This blog routinely discusses interesting issues associated with American Immigration and US Embassies and Consulates overseas. That being said, in a recent press release from the American State Department it was noted that Officers at the US Embassy in China are opening their facilities in order to assist in processing the extremely large number of visa applications made by Chinese nationals who are seeking admission to the United States. The following is a direct quote from the aforementioned press release:

The U.S. Embassy in Beijing, along with four U.S. consulates general across China, is opening on Saturdays over the next few weeks to accommodate thousands of Chinese travelers seeking visas to visit the United States.

Trade, commerce, people-to-people exchanges, and tourism between China and the United States have grown dramatically over the past couple years. In 2009, U.S. consulates in China issued more than 487,000 visas to Chinese travelers. Sixty-six percent of these visas were for business and tourism. Growth in 2010 has been even more dramatic. China’s 2010 visa load is up 28 percent over the same period last year.

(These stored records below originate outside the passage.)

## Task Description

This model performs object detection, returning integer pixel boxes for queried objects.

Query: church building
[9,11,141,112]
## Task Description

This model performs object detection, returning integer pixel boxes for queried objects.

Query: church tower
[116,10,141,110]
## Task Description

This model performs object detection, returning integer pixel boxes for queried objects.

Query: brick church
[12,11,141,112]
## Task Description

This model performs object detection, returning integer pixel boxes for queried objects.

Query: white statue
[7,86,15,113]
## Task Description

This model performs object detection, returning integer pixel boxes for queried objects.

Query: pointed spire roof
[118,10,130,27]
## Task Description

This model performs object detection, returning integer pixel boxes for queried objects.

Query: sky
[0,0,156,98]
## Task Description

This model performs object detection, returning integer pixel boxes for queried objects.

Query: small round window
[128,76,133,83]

“We’re excited about the extraordinary growth in visa demand in China and what it means for our countries’ deepening economic and interpersonal relationship,” said Janice Jacobs, Assistant Secretary of State for Consular Affairs. “We expect this trend to continue and are actively increasing staffing in our Embassy and consulates. We also introduced new technologies to improve our efficiency while providing more convenient procedures for applicants.”

“While we’re pleased about increased Chinese interest in traveling to the United States, we are not pleased by the increased wait times for a visa appointment,” observed U.S. Ambassador to China Jon Huntsman, Jr. “We applaud the efforts of our Consular staff and the Bureau of Consular Affairs to think creatively and boost resources to help clear the backlog. I witnessed our team’s dedication when I visited the Consular Section last week.”

This author applauds the efforts of the US Embassies and Consulates in China. The attitude taken toward the backlog of pending applications in China is similar to the attitude taken by the US Embassy in Bangkok regarding the backlog arising from recent unrest in the city. In Thailand, this author is pleased to have been witness to the exceptionally diligent efforts of the Consular Officers and support staff at the US Consulate in Bangkok as they cleared a rather large caseload which arose as a result of the extended closure of the Post due to the protests that broke out in the district in which the Post is located.

Although the US Immigration process can be rather cumbersome, it is nice to see that officers in the Department of State are taking active measures to creatively and efficiently deal with what could be viewed by others as an overwhelming work load.